‘We’re going back,’ say flooded BC farmers as cleanup continues

Jeff Spitters’ shoulders relaxed the moment he opened the wooden door Friday on the second floor of one of his barns to a cacophony of screeching emanating from dozens of cream-yellow chicks running through the scented sawdust. cool.

“These birds have 24 hours,” explained the Abbotsford, BC chicken farmer with understated pride. Just a few weeks earlier, his farm was submerged in unprecedented flooding that hit the Sumas Prairie in British Columbia last month. The chicks are one of the first generations to fully grow on the farm since the disaster.

“Our focus (since the flood) has been on our animals, on rebuilding, on making sure we have a product for consumers,” Spitters said. Barely a week has passed since the waters receded completely.

Outside of the barn heat, the traces of disaster are everywhere. Stains mark the plywood lining the walls on the first floor of each barn as a worker cleans silt and dirt from a concrete driveway through the farm. Shredded zucchini from a nearby farm are scattered around the front yard.

It’s a scene reflected on farms and nurseries in hardest-hit regions in recent days, as farmers begin the monumental task of cleaning up the agricultural heartland of British Columbia.

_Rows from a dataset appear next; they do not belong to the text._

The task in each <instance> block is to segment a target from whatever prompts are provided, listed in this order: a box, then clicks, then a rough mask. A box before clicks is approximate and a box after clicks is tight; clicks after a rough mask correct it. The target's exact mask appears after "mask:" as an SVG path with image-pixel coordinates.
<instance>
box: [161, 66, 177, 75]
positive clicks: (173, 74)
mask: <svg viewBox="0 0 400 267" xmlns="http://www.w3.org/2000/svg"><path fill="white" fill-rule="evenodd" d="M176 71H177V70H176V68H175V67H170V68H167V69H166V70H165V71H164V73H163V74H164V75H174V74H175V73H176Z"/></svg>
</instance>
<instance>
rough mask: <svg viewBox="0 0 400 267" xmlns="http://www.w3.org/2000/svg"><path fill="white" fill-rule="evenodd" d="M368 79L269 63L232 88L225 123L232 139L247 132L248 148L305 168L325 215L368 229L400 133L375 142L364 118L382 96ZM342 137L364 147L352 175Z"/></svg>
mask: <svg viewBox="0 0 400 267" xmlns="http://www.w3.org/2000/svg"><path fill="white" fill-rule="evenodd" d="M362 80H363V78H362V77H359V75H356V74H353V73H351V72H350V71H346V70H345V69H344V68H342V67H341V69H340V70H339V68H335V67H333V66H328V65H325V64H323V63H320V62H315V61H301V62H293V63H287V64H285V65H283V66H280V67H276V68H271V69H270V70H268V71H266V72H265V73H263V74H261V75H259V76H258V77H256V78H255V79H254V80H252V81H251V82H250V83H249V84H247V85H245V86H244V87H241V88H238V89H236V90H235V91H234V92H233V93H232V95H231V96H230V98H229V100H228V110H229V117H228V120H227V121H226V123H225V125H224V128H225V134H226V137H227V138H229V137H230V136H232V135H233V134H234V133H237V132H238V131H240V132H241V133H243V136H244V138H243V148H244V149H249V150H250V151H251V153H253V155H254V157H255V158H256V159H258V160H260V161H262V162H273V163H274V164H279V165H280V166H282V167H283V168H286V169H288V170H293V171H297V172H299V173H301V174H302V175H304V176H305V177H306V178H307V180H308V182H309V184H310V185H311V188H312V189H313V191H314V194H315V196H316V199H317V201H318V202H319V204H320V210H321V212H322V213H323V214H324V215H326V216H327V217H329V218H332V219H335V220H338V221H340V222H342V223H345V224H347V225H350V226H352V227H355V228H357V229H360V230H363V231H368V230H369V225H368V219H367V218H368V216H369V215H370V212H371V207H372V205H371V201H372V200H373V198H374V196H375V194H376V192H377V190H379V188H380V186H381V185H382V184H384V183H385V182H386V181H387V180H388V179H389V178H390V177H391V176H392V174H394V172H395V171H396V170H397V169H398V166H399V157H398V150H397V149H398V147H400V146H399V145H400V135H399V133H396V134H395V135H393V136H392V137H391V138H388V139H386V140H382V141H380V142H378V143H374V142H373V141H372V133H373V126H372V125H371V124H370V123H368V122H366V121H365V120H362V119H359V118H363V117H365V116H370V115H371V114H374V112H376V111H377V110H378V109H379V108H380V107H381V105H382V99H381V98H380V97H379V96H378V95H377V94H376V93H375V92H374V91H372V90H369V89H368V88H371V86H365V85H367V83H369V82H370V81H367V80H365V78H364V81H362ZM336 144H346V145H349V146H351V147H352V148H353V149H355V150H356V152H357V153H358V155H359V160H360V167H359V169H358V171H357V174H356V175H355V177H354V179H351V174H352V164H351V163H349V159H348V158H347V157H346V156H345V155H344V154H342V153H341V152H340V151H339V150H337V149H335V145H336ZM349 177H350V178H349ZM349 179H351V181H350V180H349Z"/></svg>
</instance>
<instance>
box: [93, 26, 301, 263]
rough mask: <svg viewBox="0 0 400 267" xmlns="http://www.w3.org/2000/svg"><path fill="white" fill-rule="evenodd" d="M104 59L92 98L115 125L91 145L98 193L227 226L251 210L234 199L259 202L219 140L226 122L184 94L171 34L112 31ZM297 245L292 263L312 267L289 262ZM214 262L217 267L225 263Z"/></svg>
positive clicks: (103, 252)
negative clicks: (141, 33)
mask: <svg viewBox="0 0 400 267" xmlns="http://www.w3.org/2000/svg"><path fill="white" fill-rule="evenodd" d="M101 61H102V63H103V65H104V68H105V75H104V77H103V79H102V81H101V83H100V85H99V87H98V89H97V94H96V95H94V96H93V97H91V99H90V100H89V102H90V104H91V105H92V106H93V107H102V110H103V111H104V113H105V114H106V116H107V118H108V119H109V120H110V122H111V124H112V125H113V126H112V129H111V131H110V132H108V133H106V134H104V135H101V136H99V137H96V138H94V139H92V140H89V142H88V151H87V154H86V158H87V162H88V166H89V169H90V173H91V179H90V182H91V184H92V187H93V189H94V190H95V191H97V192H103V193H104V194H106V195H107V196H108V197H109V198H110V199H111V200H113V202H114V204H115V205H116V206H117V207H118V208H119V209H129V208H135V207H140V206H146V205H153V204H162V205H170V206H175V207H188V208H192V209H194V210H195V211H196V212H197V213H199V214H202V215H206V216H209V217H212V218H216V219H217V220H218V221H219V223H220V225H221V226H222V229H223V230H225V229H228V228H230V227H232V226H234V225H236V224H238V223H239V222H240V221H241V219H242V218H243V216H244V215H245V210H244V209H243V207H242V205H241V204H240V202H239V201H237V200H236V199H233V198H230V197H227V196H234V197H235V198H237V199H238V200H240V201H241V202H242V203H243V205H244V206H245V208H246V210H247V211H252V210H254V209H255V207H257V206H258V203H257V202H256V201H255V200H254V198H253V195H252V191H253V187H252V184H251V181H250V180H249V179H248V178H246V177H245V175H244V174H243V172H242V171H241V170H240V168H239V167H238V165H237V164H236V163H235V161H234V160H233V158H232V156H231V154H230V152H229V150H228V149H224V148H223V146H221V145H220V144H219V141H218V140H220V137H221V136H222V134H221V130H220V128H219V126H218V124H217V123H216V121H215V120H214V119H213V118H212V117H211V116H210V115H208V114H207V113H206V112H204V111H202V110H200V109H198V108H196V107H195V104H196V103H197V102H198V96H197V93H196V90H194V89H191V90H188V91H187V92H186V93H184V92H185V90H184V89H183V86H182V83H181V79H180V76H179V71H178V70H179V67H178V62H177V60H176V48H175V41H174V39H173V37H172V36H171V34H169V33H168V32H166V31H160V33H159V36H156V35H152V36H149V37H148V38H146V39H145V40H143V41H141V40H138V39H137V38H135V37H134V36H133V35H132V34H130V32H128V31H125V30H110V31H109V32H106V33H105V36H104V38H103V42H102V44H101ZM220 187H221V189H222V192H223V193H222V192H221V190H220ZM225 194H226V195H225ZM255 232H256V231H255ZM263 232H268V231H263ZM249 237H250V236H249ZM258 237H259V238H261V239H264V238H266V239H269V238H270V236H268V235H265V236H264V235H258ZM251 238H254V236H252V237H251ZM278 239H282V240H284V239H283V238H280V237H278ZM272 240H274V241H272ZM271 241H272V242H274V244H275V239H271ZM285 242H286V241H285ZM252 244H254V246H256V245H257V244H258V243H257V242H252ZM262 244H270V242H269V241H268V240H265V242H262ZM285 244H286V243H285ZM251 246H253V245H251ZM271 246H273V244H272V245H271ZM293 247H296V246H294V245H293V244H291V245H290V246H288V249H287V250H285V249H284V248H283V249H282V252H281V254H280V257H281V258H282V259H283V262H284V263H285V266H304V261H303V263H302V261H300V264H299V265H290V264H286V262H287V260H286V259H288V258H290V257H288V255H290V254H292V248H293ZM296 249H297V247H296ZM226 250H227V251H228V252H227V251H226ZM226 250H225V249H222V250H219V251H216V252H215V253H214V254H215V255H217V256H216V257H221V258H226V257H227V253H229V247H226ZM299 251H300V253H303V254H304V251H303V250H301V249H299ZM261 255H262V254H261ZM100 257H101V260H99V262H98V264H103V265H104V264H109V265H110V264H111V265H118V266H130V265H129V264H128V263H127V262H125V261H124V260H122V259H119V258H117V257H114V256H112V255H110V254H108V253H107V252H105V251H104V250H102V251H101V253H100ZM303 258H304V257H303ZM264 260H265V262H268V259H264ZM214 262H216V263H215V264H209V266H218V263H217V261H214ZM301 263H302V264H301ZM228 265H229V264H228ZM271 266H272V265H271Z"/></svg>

More than half of all dairy and poultry products consumed in the province comes from the fields, barns and pastures near Abbotsford. Most were submerged for days, even weeks, during last month’s floods, causing damage that the BC Board of Agriculture estimated will cost farmers hundreds of thousands of dollars.

The British Columbia Ministry of Agriculture estimates that more than 600,000 turkeys and chickens, 12,000 pigs, 420 dairy cows and 120 hives were lost in the floods.

Farm workers were busy cleaning an Abbotsford farm after floods devastated the area last month. Photo by Marc Fawcett-Atkinson / National Observer of Canada.

“Farmers have fed us for years and years,” Agriculture Minister Lana Popham said during a tour of Spitters’ farm with her federal counterpart Marie-Claude Bibeau. “Now is the time to help them come back to make sure they continue (to feed us).”

Last month, the federal and British Columbia governments pledged to match donations made to the Red Cross through Nov. 26 in support of flood victims, and various produce groups have also implemented emergency relief programs. . More help will come for farmers to recover, Bibeau and Popham said Friday.

“There is a light at the end of the tunnel, there is hope for farmers to come back. It is devastating, (but) as horrible as it is, we are resilient,” said Abbotsford farmer Jeff Spitters. #BCInundaciones #Agriculture #Extreme weather

“We both heard the commitment from (the farmers), who are literally standing in the mud, that they just want to find a way to fix it and get back to doing what they love,” Popham said.

Spitters knows that determination well. Leaning against the plywood wall as the chicks ran for his feet, he remembered the exhausting period at the peak of the flood. For days, he waded through cold and dirty water with family, friends and staff who volunteered their time to keep his flock watered and fed. Even when the house he shares with his wife and 11-year-old son rotted in the floodwaters.

“This not only affects us at the business level. These are our family homes. These are the places where we have raised our families, where we have grown up,” he explained. Giving up was not an option.

Still, it would have been nearly impossible to recover so vigorously without the support of neighbors, friends, farm workers, and others. Help came when it was most needed: Generosity Spitters said he is doing his best to reciprocate.

“The reason we are here is our community,” he explained as he looked at his herd. “There is a light at the end of the tunnel, there is hope for the farmers to return. It is devastating, (but) as horrible as it is, we are resistant … and we will return to farming.”